La pérdida operativa alcanzó los $141 millones, y la pérdida neta, los $65 millones, frente a un beneficio de $5,5 millones del año anterior. El EBITDA ajustado se hundió en terreno profundamente negativo, con -$24 millones. Paralelamente, Keel continúa liquidando sus reservas de bitcóin: del 1 de abril al 7 de agosto se vendieron 1085 BTC por $75 millones, dejando 1861 BTC en el balance. La liquidez total asciende a $819 millones, lo que otorga a la empresa un colchón de seguridad para maniobrar.
Apuesta por la energía
El director ejecutivo, Ben Gagnon, formula la estrategia con total claridad: «La capacidad energética es la principal limitación. Todo lo demás es derivado de ella». La empresa apuesta por el acceso a la electricidad y, según sus palabras, las tres instalaciones prioritarias están cerca de obtener el paquete completo de permisos. Keel ya dispone de capacidades no contratadas para 2027 en la zona del operador PJM, el mayor sistema energético de Estados Unidos.

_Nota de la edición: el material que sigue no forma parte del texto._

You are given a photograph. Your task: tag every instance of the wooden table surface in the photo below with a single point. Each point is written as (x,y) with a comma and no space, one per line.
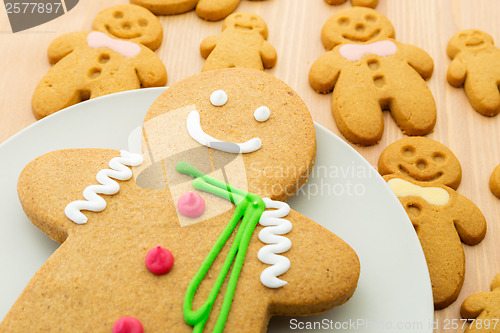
(294,30)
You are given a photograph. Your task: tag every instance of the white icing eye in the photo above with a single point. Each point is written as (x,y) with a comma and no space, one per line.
(218,98)
(262,113)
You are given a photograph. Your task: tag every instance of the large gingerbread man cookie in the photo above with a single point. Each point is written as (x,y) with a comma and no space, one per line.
(210,10)
(420,171)
(475,65)
(364,3)
(370,72)
(242,43)
(484,308)
(197,234)
(92,64)
(132,23)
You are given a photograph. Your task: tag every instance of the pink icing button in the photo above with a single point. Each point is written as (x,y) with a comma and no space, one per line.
(191,204)
(128,325)
(159,260)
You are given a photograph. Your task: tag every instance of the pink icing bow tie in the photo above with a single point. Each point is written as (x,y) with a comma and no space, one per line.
(354,52)
(97,39)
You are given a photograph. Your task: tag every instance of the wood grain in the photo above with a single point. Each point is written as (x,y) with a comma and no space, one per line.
(294,30)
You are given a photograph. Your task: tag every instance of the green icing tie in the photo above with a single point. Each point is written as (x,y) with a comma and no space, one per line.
(249,208)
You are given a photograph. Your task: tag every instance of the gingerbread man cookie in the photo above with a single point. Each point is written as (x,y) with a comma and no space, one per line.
(369,72)
(132,23)
(421,159)
(210,10)
(242,43)
(475,65)
(92,64)
(149,254)
(484,308)
(495,182)
(364,3)
(417,169)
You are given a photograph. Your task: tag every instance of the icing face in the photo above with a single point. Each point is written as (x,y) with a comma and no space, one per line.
(354,52)
(246,22)
(421,159)
(356,25)
(281,145)
(433,195)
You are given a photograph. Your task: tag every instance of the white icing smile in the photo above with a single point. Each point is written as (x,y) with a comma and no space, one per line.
(197,133)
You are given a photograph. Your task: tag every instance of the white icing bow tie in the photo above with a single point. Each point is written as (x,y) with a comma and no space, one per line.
(354,52)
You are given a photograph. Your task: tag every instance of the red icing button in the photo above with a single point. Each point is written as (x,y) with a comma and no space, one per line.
(159,260)
(128,325)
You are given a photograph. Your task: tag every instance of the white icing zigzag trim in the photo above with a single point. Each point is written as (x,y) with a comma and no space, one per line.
(94,202)
(275,226)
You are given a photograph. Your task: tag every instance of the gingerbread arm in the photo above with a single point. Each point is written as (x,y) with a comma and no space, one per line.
(268,54)
(457,71)
(208,45)
(469,221)
(417,58)
(65,44)
(474,305)
(324,73)
(150,69)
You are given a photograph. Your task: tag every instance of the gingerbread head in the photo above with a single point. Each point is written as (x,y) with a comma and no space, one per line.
(217,154)
(356,25)
(424,174)
(132,23)
(369,72)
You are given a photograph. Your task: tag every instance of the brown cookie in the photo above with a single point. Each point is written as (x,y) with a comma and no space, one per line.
(369,72)
(210,10)
(364,3)
(484,308)
(495,182)
(132,23)
(475,65)
(242,43)
(421,159)
(442,219)
(227,125)
(92,64)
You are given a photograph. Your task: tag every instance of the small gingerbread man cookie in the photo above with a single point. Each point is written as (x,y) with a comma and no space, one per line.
(92,64)
(484,308)
(475,65)
(424,174)
(364,3)
(369,72)
(196,236)
(242,43)
(495,182)
(132,23)
(210,10)
(421,159)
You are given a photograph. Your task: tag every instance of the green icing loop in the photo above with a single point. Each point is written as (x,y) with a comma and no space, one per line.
(249,208)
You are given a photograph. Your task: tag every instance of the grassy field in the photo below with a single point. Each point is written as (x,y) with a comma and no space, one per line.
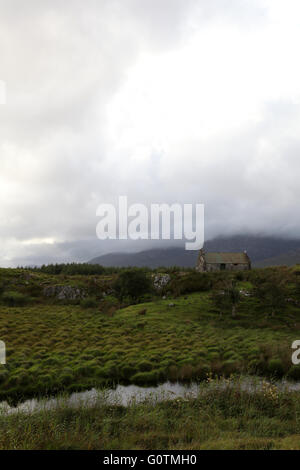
(55,346)
(216,419)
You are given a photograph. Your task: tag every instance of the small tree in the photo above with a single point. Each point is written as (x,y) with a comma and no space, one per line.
(132,283)
(272,294)
(226,296)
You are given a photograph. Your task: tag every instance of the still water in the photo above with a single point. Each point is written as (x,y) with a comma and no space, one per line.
(128,395)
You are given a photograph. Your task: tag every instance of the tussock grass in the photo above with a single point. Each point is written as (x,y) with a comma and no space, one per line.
(218,418)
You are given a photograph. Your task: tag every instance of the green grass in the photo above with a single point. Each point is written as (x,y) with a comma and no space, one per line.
(217,419)
(52,347)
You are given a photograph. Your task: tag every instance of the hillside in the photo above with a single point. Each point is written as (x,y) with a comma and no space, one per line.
(263,251)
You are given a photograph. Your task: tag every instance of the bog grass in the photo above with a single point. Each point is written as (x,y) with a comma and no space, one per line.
(227,418)
(53,347)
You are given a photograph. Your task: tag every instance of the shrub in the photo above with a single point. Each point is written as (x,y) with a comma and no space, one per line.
(89,302)
(192,282)
(132,283)
(14,299)
(145,366)
(294,373)
(276,368)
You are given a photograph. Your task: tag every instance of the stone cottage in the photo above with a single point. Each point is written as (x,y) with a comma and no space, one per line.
(222,261)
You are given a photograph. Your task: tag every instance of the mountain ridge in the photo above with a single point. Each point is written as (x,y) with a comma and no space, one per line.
(263,251)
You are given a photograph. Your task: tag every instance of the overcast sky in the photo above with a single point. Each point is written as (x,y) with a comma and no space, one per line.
(160,100)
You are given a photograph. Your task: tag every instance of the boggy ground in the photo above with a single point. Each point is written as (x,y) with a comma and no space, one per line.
(57,346)
(226,418)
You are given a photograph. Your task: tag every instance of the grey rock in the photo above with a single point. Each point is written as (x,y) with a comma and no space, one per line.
(64,292)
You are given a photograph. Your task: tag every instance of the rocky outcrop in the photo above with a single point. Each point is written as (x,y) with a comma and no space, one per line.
(64,292)
(161,280)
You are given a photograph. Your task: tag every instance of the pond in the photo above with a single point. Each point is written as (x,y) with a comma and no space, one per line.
(128,395)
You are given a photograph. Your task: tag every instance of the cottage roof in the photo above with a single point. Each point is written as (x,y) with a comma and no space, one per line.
(226,258)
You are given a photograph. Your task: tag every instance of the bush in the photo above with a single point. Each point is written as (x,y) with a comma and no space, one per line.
(14,299)
(89,302)
(192,282)
(275,367)
(294,373)
(132,283)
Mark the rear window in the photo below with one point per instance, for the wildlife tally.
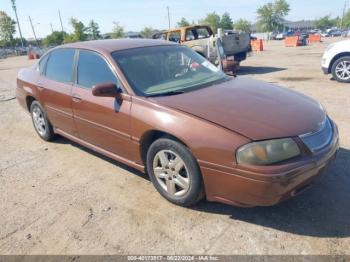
(59, 65)
(93, 70)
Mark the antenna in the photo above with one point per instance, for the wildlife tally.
(342, 18)
(168, 16)
(19, 28)
(59, 14)
(31, 23)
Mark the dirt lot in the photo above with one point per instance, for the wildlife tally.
(59, 198)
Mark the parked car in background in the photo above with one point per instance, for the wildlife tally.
(280, 36)
(332, 33)
(336, 61)
(234, 46)
(162, 108)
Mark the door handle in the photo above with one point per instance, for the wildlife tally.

Sin embargo, hay un matiz importante que me hace mirar este optimismo con cautela: en el informe no se presenta ni un solo contrato de arrendamiento firmado. Esto significa que toda la transición hacia el modelo de IA existe por ahora solo como intenciones y negociaciones, aunque con varios posibles arrendatarios para cada instalación. El mercado, al parecer, valora los riesgos de manera similar: las acciones de Keel en el Nasdaq se desplomaron más de un 12%.
En este contexto, el informe de Bitdeer contrasta notablemente, ya que logró aumentar su producción casi cinco veces, hasta 2694 BTC, e incrementar sus ingresos un 47%, hasta $228,8 millones. Pero aquí también vemos la misma tendencia: la pérdida neta se amplió hasta los $92,3 millones, y la empresa está reorientando activamente sus instalaciones, incluida la gigantesca plataforma Rockdale (563 MW), hacia la IA. Es revelador que, incluso con el crecimiento de los ingresos, las acciones de Bitdeer cayeron un 20% en la sesión.
Mi análisis: Estamos ante el dilema clásico de la transformación. Los mineros sacrifican la rentabilidad actual en busca de futuros contratos con gigantes de la IA, pero el mercado aún no cree en un rápido retorno de estas inversiones. La caída de las acciones de ambas empresas indica que los inversores exigen acuerdos firmados concretos, no promesas. Keel y Bitdeer están en una carrera por el futuro, pero el precio de ese futuro se mide ahora en pérdidas multimillonarias. La única cuestión es quién firmará primero ese contrato tan anhelado que justifique todos estos sacrificios.